Currently, the interface for persistent memory is experimental.
PMem-based OpenEmbedding provides a lightweight checkpointing scheme as well as the comparable performance with its DRAM version. For long-running deep learning recommendation model training, PMem-based OpenEmbedding provides not only an efficient but also a reliable training process.

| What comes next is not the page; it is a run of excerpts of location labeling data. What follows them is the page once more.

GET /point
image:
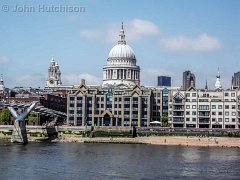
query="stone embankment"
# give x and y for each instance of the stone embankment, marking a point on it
(124, 135)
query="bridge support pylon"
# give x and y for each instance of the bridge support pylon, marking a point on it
(19, 134)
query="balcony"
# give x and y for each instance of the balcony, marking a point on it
(179, 114)
(203, 120)
(178, 120)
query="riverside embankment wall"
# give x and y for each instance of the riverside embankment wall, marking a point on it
(88, 131)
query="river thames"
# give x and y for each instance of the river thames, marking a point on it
(116, 161)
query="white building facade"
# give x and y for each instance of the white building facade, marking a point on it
(204, 109)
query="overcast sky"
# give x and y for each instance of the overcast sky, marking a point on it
(167, 36)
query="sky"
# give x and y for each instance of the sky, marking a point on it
(167, 36)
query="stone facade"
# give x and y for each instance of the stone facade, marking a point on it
(114, 106)
(204, 109)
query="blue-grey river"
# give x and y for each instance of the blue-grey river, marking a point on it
(116, 161)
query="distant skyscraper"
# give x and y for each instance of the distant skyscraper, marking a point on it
(236, 80)
(188, 80)
(54, 74)
(2, 87)
(164, 81)
(218, 82)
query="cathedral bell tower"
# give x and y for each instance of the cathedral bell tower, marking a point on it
(54, 75)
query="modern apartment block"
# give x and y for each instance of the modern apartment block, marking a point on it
(204, 109)
(116, 106)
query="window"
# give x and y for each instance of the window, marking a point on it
(203, 107)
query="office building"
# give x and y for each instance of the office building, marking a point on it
(236, 80)
(188, 80)
(164, 81)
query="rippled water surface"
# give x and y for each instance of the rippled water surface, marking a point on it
(116, 161)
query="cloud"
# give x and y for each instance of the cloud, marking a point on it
(135, 29)
(181, 43)
(3, 59)
(91, 34)
(75, 79)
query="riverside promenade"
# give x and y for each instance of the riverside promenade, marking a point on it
(127, 135)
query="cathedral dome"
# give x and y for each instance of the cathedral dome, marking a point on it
(121, 51)
(121, 65)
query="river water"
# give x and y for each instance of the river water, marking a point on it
(116, 161)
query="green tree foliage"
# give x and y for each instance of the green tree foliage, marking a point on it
(33, 117)
(4, 115)
(164, 120)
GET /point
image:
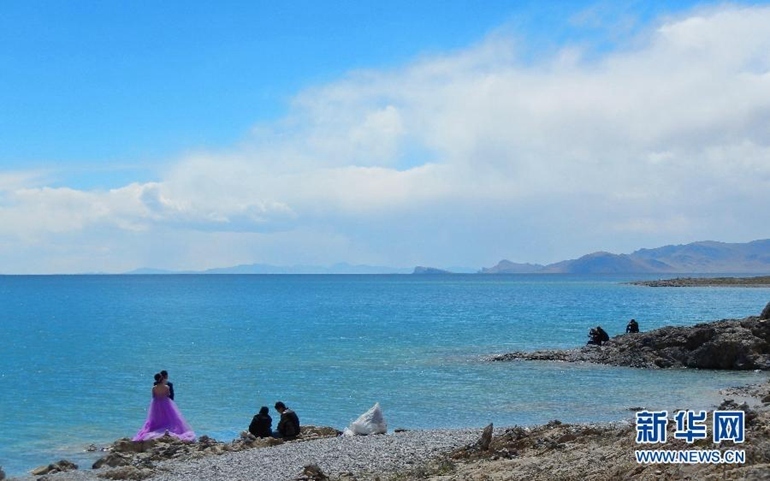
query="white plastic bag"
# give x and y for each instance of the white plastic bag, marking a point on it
(370, 422)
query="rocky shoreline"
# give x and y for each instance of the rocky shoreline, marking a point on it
(735, 344)
(758, 281)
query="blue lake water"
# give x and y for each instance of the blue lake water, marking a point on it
(78, 352)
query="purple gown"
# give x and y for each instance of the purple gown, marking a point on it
(164, 417)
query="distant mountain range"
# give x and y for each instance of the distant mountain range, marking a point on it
(707, 257)
(341, 268)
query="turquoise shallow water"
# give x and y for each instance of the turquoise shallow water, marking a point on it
(79, 352)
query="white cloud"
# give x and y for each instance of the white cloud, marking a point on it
(471, 157)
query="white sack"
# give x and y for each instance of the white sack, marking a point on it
(370, 422)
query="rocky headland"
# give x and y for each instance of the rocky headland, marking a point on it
(737, 344)
(556, 450)
(757, 281)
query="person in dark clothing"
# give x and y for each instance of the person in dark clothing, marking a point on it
(288, 426)
(632, 326)
(170, 385)
(262, 424)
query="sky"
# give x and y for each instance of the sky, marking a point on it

- [PMem-based OpenEmbedding](documents/en/pmem.md)

## Publications

- [OpenEmbedding: A Distributed Parameter Server for Deep Learning Recommendation Models using Persistent Memory](documents/papers/openembedding_icde2023.pdf). Cheng Chen, Yilin Wang, Jun Yang, Yiming Liu, Mian Lu, Zhao Zheng, Bingsheng He, Weng-Fai Wong, Liang You, Penghao Sun, Yuping Zhao, Fenghua Hu, and Andy Rudoff. In 2023 IEEE 39rd International Conference on Data Engineering (ICDE) 2023.